Lors du dernier CLT de Lutte ouvrière, une version totalement fausse de l’histoire du mouvement ouvrier français avant 1914 est donnée :

La SFIO, le parti socialiste de l’époque, qui appartient à la seconde Internationale, regroupe alors plusieurs courants, des marxistes comme Jules Guesde, jusqu’au réformiste Jean Jaurès. Tous dénoncent alors la guerre – on connaît la célèbre phrase de Jaurès « le capitalisme porte en lui la guerre comme la nuée porte l’orage » - mais tous, malgré leurs références à la lutte de classe, ne poussent pas le raisonnement jusqu’au bout, c’est-à-dire jusqu’à la nécessité pour la classe ouvrière de mener la lutte révolutionnaire jusqu’au renversement du pouvoir de la bourgeoisie.

Jaurès, lui, malgré son opposition irréductible à la guerre, reste sur le terrain de la diplomatie bourgeoise.
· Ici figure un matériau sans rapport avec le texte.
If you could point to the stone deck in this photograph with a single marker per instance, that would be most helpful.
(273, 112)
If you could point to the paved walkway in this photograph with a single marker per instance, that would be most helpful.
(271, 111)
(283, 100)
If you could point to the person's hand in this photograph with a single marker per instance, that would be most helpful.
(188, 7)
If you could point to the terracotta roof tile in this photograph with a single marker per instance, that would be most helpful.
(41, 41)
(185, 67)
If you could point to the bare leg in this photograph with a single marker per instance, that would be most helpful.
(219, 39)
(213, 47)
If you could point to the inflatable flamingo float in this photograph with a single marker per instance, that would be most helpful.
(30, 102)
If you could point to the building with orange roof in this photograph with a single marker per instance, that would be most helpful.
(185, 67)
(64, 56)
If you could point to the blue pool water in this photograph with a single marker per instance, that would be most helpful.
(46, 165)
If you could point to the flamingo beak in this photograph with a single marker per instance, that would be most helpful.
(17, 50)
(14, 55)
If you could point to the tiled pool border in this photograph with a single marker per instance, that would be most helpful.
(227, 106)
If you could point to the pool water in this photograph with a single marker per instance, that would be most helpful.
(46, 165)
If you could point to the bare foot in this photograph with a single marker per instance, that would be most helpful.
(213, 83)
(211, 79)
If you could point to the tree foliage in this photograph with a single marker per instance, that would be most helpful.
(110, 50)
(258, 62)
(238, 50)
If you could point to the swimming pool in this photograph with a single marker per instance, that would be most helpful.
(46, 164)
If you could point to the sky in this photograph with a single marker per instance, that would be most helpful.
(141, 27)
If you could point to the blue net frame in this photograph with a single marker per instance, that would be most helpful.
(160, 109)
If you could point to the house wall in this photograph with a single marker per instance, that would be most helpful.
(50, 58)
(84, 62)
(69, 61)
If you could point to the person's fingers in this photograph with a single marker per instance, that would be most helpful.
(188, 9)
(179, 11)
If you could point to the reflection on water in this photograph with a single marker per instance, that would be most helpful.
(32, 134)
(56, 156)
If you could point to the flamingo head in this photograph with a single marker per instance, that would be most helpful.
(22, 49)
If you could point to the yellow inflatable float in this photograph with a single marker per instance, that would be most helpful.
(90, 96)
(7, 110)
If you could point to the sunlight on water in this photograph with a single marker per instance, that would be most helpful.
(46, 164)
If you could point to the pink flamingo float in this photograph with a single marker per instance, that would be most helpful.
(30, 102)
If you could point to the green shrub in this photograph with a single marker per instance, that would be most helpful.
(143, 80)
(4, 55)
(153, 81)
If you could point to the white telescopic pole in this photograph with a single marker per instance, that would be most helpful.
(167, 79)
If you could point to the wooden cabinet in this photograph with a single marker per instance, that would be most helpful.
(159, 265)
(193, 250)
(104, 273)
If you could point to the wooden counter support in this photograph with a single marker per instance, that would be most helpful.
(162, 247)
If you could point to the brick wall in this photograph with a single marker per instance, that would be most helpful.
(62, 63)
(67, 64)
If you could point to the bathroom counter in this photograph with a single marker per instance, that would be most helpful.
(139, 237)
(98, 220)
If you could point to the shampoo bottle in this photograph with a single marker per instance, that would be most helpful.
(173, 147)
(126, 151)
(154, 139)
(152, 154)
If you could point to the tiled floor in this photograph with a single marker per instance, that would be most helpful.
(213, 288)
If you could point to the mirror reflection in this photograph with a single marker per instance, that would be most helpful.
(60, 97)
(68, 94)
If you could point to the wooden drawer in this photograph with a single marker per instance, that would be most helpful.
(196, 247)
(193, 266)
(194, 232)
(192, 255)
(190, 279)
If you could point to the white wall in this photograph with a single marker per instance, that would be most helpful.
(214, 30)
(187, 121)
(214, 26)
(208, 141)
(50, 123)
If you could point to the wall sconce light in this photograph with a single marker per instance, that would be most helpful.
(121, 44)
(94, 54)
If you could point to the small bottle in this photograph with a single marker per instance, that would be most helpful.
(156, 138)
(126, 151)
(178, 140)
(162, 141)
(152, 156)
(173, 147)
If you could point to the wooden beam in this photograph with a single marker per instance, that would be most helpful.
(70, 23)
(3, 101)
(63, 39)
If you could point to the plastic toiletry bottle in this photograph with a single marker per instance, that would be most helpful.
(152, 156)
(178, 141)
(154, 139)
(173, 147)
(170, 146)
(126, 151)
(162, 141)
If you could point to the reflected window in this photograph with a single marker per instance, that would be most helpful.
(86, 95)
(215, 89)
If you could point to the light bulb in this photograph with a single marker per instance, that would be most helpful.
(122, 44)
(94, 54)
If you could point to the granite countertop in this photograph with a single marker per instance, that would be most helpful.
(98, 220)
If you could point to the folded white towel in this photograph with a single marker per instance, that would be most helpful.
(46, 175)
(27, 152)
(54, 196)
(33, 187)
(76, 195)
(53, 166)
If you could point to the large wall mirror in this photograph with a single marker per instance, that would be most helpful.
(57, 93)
En 1908, il veut croire que l’accord entre les gouvernements français, anglais et russe, peut avoir « des buts et des effets pacifiques ». Tandis que d’autres, plus conséquents, comme Lénine, sont convaincus que la seule issue favorable pour le prolétariat est la transformation de « la guerre impérialiste entre les peuples en une guerre civile des classes opprimées contre leurs oppresseurs. »

Passons sur le procédé grossier qui consiste à comparer des déclarations de Jaurès en 1908 concernant une guerre future à celles de Lénine qui datent de ... 1915 dans son Projet de résolution de la gauche de Zimmerwald.
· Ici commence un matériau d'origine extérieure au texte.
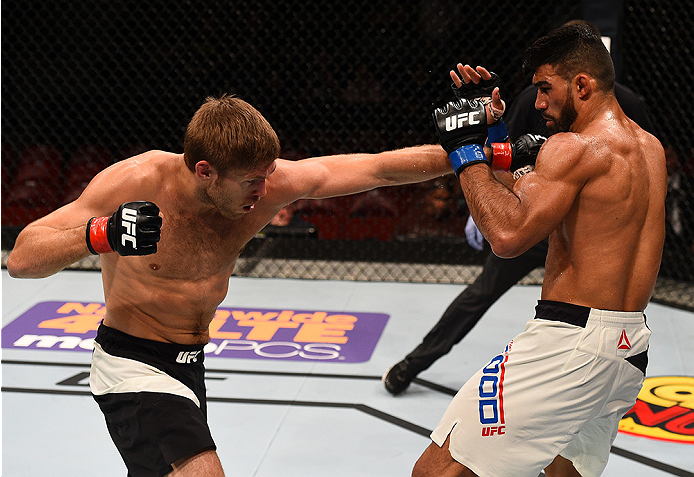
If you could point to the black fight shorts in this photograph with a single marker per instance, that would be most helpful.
(152, 395)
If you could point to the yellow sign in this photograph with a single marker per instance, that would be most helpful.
(664, 410)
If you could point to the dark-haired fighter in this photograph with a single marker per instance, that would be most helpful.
(167, 252)
(553, 398)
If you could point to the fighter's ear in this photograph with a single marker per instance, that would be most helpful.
(583, 85)
(204, 170)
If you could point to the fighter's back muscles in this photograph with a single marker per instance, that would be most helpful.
(613, 233)
(57, 240)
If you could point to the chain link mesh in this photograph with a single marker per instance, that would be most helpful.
(86, 84)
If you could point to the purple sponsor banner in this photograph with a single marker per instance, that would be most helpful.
(255, 333)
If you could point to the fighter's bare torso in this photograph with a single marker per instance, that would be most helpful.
(606, 252)
(173, 294)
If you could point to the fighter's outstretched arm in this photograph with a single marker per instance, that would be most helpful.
(332, 176)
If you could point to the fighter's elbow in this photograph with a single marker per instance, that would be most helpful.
(18, 267)
(506, 245)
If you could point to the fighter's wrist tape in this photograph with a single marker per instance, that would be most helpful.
(465, 156)
(502, 155)
(497, 133)
(97, 236)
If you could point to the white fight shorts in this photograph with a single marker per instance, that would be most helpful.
(559, 388)
(153, 397)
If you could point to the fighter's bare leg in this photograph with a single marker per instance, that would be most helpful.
(205, 464)
(437, 462)
(561, 467)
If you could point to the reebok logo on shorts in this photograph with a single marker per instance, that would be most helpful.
(624, 341)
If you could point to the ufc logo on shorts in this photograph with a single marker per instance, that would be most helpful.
(462, 119)
(187, 357)
(128, 220)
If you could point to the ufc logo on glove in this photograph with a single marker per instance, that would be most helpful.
(129, 217)
(462, 120)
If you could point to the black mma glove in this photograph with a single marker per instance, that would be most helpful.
(517, 157)
(134, 229)
(462, 129)
(482, 91)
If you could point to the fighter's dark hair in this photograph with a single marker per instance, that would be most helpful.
(571, 50)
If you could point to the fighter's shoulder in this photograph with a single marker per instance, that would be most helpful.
(144, 172)
(563, 146)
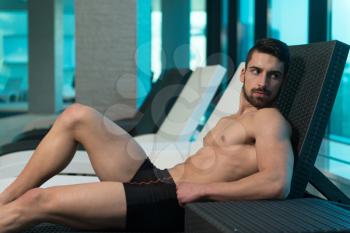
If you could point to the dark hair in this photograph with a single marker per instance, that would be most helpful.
(273, 47)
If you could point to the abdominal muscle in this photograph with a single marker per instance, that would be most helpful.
(217, 164)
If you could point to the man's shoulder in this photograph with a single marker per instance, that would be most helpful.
(271, 118)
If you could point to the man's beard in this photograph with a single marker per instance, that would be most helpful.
(258, 102)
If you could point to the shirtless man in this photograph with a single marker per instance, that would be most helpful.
(247, 156)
Lutte ouvrière, dans le style stalinien, dénigre régulièrement la classe ouvrière et son "manque de conscience". Constatons d’abord dans les lignes ci-dessus les inexactitudes ou approximations qui reflètent un "manque de conscience" chez LO.
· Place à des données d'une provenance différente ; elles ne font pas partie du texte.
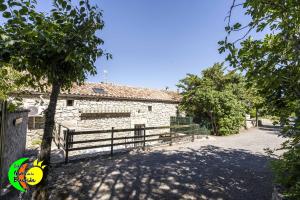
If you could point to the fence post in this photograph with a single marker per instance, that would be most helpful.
(112, 142)
(171, 135)
(59, 129)
(71, 137)
(144, 147)
(67, 145)
(193, 135)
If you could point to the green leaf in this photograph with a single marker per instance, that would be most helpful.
(3, 7)
(82, 9)
(6, 15)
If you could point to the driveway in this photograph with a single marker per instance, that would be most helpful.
(232, 167)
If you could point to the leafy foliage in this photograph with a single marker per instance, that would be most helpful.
(60, 47)
(272, 63)
(217, 98)
(11, 81)
(56, 50)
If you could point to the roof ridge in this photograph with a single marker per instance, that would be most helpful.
(129, 86)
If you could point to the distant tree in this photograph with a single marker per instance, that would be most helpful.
(216, 97)
(11, 81)
(272, 63)
(58, 50)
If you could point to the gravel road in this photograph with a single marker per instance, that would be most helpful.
(232, 167)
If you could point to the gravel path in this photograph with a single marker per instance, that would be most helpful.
(232, 167)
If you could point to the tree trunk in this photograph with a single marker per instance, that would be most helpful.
(256, 116)
(41, 192)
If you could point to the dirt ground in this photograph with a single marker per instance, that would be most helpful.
(232, 167)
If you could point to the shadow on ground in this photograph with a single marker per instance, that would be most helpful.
(272, 129)
(206, 173)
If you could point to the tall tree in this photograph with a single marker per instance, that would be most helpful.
(57, 50)
(273, 64)
(216, 97)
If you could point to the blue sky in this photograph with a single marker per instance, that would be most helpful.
(155, 43)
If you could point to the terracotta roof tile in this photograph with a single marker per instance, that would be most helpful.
(122, 92)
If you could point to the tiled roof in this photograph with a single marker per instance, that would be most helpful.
(113, 91)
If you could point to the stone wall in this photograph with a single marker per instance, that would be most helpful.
(70, 116)
(14, 141)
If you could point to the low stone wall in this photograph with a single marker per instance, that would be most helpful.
(14, 141)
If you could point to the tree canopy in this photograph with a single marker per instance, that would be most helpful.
(54, 50)
(216, 97)
(272, 63)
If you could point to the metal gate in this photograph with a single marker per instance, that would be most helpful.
(3, 111)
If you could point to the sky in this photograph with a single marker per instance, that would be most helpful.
(155, 43)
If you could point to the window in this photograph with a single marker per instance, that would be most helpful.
(70, 102)
(36, 122)
(99, 90)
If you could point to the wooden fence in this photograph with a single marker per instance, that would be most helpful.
(63, 137)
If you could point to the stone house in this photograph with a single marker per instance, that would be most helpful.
(94, 106)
Premièrement Jules Guesde était le soi-disant "marxiste" à propos duquel Marx affirma qu’il n’était pas marxiste. Pourquoi LO ne mentionne pas Paul Lafargue, au lieu de Jules Guesde comme authentique marxiste de la SFIO ? Car cela irait contre la thèse de LO que tous les membres de la SFIO : « ne poussent pas le raisonnement jusqu’au bout, c’est-à-dire jusqu’à la nécessité pour la classe ouvrière de mener la lutte révolutionnaire jusqu’au renversement du pouvoir de la bourgeoisie. » Au contraire, Lafargue, membre fondateur de la SFIO, « poussait le raisonnement jusqu’au bout, c’est-à-dire jusqu’à la nécessité pour la classe ouvrière de mener la lutte révolutionnaire jusqu’au renversement du pouvoir de la bourgeoisie, » contrairement à ce que dit LO

LO a tort d’injurier la mémoire de P. Lafargue de cette façon ! Avec J. Guesde, Lafargue avait été un des auteurs, sous la dictée de Marx, du programme de 1880 du Parti ouvrier français. N. Arthaud est à droite non seulement du marxiste authentique P. Lafargue, mais de J. Guesde lui-même.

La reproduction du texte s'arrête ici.